Her name was said on a breath. She looked up from pouring another glass of wine and set it down hastily, before she ruined her dress. "Mr. Barker," she said courteously.
He took her by the shoulders. "You look like an angel," he said admiringly. "Albert's a lucky man."
The memory of the last time he had said that to her made her blush hotly again. "Thank you," she said shortly. She made as if to go past him, but he stopped her.
"Eleanor, would you look at me, please?"
It was asked so sweetly, so genuinely, that she did it almost without thinking. She would have followed him anywhere if he'd asked like that. Brown eye met black and she swallowed the urge to kiss him. "I'm your family," he said gently. "Please call me by my name. You make me feel as though I've offended you simply by being here--"

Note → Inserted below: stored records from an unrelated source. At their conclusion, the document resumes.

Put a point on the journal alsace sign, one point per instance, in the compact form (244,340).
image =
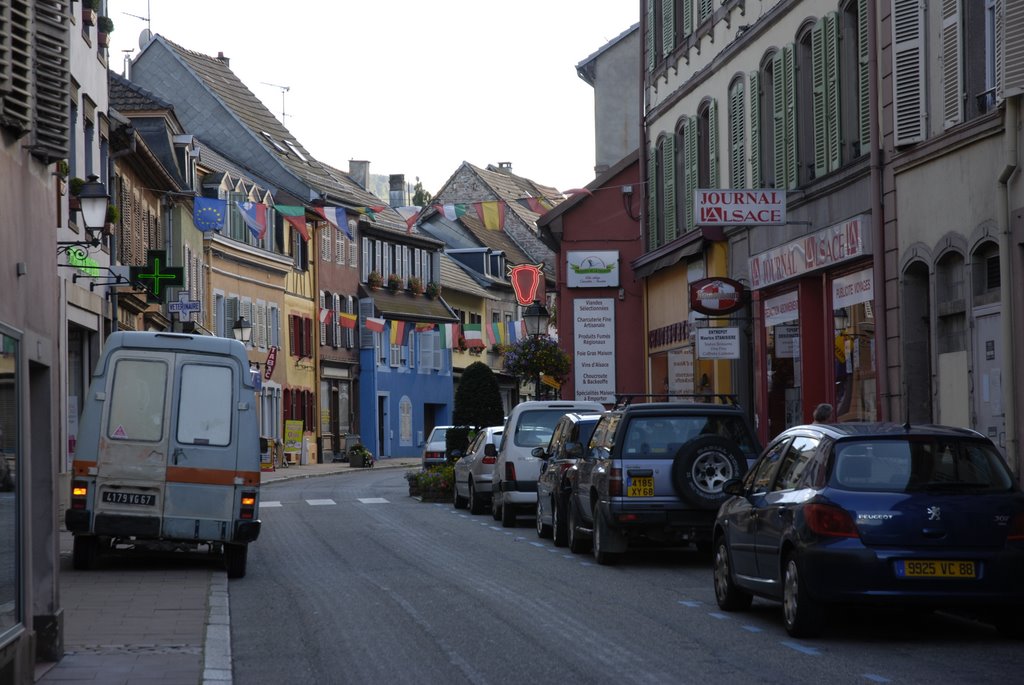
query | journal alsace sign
(737,208)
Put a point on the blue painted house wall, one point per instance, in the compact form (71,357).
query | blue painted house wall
(385,389)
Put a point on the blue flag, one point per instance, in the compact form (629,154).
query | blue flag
(208,213)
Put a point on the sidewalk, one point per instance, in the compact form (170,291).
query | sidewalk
(155,623)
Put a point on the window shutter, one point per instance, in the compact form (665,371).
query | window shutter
(952,81)
(908,71)
(690,173)
(863,76)
(818,98)
(669,179)
(668,27)
(714,168)
(756,180)
(650,35)
(651,201)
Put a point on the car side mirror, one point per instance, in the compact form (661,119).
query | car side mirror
(733,486)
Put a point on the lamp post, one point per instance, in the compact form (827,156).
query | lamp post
(536,316)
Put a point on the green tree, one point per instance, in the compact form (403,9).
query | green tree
(420,197)
(477,404)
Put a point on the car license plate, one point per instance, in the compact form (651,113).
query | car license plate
(935,568)
(129,498)
(643,486)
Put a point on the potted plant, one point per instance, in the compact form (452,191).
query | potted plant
(104,27)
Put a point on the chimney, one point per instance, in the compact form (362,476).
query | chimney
(396,190)
(359,171)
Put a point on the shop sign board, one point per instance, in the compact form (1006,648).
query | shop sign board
(592,268)
(718,343)
(825,248)
(729,207)
(716,296)
(594,358)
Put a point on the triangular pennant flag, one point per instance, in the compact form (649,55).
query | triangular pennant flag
(208,213)
(254,216)
(296,216)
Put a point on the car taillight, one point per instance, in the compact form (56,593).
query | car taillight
(615,482)
(828,520)
(248,508)
(1016,531)
(79,494)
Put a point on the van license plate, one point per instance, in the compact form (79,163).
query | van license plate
(643,486)
(129,498)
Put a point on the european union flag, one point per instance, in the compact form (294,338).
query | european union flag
(208,213)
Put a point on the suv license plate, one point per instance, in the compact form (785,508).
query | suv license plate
(129,498)
(929,568)
(643,486)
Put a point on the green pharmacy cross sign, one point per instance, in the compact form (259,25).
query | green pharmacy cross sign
(157,276)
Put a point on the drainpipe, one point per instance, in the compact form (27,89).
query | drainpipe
(1011,121)
(878,217)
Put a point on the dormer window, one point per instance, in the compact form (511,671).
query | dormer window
(273,142)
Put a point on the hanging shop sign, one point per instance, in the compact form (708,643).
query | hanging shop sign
(738,208)
(716,296)
(822,249)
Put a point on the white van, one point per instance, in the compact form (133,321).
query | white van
(529,425)
(168,450)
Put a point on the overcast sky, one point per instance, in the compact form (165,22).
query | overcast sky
(416,87)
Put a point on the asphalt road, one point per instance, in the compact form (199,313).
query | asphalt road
(353,582)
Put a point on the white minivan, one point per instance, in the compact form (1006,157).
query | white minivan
(516,471)
(168,450)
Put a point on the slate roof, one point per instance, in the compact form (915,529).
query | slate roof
(219,79)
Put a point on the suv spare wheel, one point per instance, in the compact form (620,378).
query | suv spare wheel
(702,465)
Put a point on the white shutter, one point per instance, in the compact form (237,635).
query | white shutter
(952,71)
(908,71)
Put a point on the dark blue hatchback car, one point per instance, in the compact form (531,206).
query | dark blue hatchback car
(926,516)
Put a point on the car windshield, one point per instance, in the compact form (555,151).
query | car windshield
(919,464)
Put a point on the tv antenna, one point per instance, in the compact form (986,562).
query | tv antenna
(284,89)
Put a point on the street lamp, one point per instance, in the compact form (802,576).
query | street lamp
(243,330)
(536,317)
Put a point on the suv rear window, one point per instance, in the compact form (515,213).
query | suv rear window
(906,466)
(662,436)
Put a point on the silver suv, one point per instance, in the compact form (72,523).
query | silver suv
(653,473)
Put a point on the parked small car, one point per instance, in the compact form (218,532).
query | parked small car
(862,513)
(435,448)
(571,433)
(474,471)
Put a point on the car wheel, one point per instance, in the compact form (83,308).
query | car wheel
(578,544)
(543,529)
(85,553)
(728,596)
(702,466)
(804,617)
(601,555)
(559,531)
(508,516)
(458,501)
(475,503)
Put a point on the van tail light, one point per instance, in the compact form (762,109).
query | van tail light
(248,509)
(79,494)
(615,482)
(1016,531)
(829,520)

"No, no!" Eleanor interrupted him, frantic lest he should think she didn't like him. "It's not that. I'm... I'm afraid." This at least was true, and he smiled down at her.
"What's to be afraid of?" he asked her with the assurance of a happy young husband. "You're young, you're beautiful, you're marrying a good man with wealth to his name. What have you to fear?"
Her eyes searched his for a brief moment. Did he suspect her? Perhaps he did, but this was not the day. "I suppose nothing," she said on a breath. "Thank you kindly, Mr Bar--Benjamin."
He smiled at her. "Go," he said. "It's your happy day now."
Eleanor left him standing by the table. She was beginning to think he was terribly naive.
She stood straight as an arrow during the ceremony, said, "I will," clearly and without faltering, and modestly reciprocated the nuptial kiss. The wedding lunch was plentiful, though the dancing was rather subdued in the heat. Albert sweated mightily and before long Eleanor began to feel very uncomfortable in her tight corset. She danced a few dances as was obligatory, and then spent the rest of the day sitting and observing. She watched Lucy and Benjamin dance a few rondos and a minuet or two. She was in the process of downing her fifth glass of wine when a voice said behind her, "Mrs. Lovett, if you're not too tired, might you favor this humble man with a dance?"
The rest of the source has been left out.